In such a passive company culture, the gap between employers and employees will keep widening. Further, there will be some trust deficits and they will soon become visible in organizational failures. Therefore, opaque and exclusive company culture is a fine example of how a workplace culture should not be.

7. Celebrating overtime 

Working overtime is a good virtue that some employees may hold. However, the celebration of a culture where people work for long hours may not be the best thing to do. It will be unfair to those people who finish their work on time and want to go back to their personal lives after a productive day.
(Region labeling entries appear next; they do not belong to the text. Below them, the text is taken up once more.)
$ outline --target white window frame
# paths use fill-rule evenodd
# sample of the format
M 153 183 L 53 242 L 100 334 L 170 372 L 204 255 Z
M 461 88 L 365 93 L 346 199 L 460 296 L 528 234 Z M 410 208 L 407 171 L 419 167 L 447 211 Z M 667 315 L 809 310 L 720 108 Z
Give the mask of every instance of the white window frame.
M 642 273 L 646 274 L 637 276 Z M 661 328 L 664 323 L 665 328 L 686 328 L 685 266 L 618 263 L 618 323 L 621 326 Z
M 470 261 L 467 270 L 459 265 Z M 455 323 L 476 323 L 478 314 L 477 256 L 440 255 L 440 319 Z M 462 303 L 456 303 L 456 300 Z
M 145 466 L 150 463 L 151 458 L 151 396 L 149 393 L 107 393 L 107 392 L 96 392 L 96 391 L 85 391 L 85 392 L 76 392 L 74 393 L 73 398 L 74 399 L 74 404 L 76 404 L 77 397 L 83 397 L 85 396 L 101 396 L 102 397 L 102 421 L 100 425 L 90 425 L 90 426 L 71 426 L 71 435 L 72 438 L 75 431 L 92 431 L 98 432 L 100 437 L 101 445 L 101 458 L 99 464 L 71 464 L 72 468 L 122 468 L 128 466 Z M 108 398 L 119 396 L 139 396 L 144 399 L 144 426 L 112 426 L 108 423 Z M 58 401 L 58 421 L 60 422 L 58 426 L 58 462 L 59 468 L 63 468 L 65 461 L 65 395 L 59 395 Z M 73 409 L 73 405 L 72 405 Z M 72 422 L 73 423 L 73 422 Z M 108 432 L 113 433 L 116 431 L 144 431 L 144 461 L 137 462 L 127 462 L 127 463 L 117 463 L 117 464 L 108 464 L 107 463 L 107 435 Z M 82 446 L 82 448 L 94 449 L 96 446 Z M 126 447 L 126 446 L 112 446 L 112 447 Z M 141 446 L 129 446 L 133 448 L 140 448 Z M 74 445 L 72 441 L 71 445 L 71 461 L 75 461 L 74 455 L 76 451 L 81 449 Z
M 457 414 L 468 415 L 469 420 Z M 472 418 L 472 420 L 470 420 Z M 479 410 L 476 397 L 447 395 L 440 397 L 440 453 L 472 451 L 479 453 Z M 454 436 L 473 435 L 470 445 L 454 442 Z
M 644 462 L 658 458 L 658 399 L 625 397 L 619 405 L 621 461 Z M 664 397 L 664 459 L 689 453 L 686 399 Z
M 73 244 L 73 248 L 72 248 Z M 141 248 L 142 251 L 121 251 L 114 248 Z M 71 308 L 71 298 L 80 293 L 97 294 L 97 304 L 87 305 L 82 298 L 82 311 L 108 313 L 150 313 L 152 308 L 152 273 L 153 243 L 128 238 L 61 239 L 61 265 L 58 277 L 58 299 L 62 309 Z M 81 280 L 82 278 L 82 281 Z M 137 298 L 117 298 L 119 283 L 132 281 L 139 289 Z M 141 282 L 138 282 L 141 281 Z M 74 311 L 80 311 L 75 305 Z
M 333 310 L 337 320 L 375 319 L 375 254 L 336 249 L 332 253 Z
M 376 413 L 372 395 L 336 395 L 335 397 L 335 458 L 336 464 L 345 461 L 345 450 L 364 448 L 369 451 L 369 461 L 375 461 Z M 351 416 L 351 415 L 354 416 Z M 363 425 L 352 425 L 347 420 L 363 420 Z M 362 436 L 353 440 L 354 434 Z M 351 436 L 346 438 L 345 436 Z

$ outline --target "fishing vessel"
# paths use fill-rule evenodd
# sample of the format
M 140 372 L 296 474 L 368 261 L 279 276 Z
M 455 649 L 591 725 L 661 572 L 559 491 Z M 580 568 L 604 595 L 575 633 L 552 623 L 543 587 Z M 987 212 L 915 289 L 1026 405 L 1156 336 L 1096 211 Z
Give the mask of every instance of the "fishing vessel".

Celebrating people staying in the office for long hours and presenting them as prodigies is an example of negative work culture. 

This may create a sense of inferiority complex among others. Your employees may be investing complete dedication in their stipulated working hours and still feel they are not good enough. This is because they are always being compared to people staying at work late or working on Sundays. This may have a devastating impact on the overall morale of your team. Working till late should be a choice but not the means to being an epitome.

As long as workers perform their work duties with integrity and commitment during dedicated work hours, they should not be made to feel guilty for not working over and above the workday timings. Doing so can disengage even the best of your employees. 

To encapsulate, your company’s culture has a direct impact on the success of your business. Even in these times of remote working and virtual workplaces, culture holds its significance. In fact, culture may assume a greater imperativeness than ever before in contemporary times and the times ahead. While a positive culture can make a company overachieve, a negative culture can lead to irreparable losses. As an employer and a business leader, you need to ensure that negative dimensions in the workplace culture are plugged out. The sooner you identify and address these the better it would be for you!